In law school, Professor Cole was Editor-in-Chief of the University of Chicago Legal Forum and won the award for best paper written in the law school in 1990. Following law school, she clerked for the Hon. Eugene A. Wright of the United States Court of Appeals for the Ninth Circuit.

Professor Cole practiced labor and employment law with Heller, Ehrman, White & McAuliffe in Seattle and Seyfarth, Shaw, Fairweather & Geraldson in Chicago before joining the faculty at Creighton University School of Law. While at Creighton, and now at Ohio State, Professor Cole has focused her research on the legal issues and policy that have arisen as a result of the increased use of alternative dispute resolution.

She teaches primarily in the Alternative Dispute Resolution area, but has also taught Torts, Remedies, and Administrative Law. Professor Cole has published articles in Houston Law Review, BYU Law Review, Georgia Law Review, Hastings Law Journal, the UNLV Law Review, and the Ohio State Journal on Dispute Resolution.

Professor Cole is co-author, with Professor Nancy H. Rogers, Dean Craig McEwen, Professor Jim Coben, and Professor Peter Thompson of Mediation: Law, Policy and Practice (3d. ed. 2011), the leading treatise in the field of mediation, and co-author with Nancy H. Rogers, Frank Sander and Stephen Goldberg of Dispute Resolution: Negotiation, Mediation and Other Processes (5th ed. 2007), one of the leading dispute resolution casebooks in the country.

In 2005, she was named the Squire, Sanders and Dempsey Designated Professor of Law. In 2006, she became Director of the Program on Dispute Resolution.

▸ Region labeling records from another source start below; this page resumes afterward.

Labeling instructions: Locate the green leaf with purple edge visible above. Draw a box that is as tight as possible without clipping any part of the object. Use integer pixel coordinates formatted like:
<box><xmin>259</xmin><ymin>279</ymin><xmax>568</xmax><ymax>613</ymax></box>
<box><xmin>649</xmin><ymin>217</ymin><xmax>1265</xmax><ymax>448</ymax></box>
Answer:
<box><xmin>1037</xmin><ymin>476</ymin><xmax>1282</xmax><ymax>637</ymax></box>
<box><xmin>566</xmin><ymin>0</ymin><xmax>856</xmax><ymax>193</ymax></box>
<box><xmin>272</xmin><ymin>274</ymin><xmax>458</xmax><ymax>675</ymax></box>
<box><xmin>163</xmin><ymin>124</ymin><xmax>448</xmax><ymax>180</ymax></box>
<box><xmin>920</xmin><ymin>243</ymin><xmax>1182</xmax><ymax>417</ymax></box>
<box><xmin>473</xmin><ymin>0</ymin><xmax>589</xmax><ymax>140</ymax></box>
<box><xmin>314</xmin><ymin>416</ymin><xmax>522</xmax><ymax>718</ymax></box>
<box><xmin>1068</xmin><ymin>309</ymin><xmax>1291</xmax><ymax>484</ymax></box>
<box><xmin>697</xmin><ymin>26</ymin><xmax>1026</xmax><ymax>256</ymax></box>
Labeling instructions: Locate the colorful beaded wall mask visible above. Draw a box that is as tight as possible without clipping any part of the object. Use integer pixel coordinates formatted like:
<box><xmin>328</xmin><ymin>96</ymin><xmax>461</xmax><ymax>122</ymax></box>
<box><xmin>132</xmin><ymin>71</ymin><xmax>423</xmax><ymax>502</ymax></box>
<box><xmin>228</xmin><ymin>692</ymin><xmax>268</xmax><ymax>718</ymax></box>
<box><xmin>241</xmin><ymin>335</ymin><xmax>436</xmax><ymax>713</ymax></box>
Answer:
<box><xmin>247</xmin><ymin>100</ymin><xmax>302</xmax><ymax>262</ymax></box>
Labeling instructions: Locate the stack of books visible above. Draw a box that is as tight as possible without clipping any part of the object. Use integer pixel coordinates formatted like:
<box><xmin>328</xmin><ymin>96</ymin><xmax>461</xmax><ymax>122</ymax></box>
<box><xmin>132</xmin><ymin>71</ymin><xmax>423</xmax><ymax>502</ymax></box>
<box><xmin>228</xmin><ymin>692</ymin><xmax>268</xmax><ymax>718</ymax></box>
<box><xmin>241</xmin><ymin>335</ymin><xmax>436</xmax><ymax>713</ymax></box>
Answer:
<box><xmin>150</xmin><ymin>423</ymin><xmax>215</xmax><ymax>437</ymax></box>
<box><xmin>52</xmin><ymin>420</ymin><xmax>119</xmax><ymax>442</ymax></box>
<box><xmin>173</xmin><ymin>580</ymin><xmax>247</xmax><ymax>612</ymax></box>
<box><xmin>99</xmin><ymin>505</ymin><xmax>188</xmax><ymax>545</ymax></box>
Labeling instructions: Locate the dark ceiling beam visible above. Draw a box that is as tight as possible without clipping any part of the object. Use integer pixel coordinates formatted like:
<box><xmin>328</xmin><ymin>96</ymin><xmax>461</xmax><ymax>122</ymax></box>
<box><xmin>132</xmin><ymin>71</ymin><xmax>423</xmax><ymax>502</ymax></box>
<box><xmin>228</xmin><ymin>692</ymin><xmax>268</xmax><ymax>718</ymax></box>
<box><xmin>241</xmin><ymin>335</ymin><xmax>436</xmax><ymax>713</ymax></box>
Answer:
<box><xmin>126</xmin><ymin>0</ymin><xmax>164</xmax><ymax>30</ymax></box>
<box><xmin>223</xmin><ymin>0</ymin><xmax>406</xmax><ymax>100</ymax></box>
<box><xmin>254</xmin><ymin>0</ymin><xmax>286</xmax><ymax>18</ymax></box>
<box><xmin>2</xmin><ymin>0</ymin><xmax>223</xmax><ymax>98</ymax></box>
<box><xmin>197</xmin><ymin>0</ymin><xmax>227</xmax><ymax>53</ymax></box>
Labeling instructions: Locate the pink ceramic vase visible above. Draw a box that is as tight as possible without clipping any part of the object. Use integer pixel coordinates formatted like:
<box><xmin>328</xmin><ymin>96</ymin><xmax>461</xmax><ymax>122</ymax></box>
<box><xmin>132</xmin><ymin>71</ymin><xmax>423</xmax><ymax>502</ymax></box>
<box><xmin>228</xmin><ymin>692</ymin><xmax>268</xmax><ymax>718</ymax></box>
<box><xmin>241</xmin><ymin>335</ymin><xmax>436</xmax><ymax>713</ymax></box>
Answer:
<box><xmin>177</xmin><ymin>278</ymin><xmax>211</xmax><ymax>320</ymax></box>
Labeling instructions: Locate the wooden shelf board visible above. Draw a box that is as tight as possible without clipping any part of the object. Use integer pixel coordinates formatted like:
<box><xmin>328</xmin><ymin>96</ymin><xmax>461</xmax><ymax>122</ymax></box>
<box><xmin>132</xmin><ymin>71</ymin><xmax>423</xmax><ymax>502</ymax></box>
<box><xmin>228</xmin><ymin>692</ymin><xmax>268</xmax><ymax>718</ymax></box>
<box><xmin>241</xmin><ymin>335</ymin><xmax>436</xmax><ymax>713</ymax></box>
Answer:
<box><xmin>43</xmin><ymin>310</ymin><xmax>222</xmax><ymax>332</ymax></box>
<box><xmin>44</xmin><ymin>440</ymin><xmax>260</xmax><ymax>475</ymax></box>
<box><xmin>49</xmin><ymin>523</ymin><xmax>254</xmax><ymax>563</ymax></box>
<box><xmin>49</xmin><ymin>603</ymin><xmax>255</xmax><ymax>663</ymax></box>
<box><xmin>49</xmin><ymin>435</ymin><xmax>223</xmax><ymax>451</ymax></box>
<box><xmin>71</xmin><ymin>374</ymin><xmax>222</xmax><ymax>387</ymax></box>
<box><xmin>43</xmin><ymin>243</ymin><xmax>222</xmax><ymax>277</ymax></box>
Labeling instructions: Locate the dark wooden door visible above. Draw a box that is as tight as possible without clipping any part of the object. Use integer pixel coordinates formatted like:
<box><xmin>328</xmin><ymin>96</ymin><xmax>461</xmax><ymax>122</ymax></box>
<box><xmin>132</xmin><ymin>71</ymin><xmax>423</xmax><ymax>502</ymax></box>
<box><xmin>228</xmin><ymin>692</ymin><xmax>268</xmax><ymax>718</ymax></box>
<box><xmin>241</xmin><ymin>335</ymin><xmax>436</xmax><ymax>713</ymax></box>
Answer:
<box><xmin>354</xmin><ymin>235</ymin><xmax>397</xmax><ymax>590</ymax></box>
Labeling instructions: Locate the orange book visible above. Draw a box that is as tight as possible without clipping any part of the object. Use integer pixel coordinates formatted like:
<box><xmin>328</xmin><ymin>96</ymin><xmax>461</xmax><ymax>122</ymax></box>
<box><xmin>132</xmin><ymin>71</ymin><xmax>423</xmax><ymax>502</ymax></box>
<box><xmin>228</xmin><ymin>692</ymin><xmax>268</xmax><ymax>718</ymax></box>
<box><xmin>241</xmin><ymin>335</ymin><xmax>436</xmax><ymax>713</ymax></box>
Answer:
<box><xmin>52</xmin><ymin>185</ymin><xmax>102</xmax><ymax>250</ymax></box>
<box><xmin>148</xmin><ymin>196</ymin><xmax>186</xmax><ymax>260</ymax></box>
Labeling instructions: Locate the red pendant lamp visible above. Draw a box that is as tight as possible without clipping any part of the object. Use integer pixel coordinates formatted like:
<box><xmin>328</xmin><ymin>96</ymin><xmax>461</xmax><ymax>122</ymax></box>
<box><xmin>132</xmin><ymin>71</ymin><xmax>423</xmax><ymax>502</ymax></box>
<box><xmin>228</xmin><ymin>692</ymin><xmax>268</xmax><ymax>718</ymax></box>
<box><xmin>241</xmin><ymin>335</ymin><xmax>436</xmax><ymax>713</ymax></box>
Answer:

She is a member of the Disupte Resolution Committee for the AALS and a regular speaker on ADR topics at national meetings. She was a member of the academic advisory faculty that consulted with NCCUSL and the ABA regarding the drafting of the Uniform Mediation Act. She also consults regularly with the OSBA dispute resolution committee and the Ohio Supreme Court Commission on Dispute Resolution on dispute resolution issues arising in Ohio.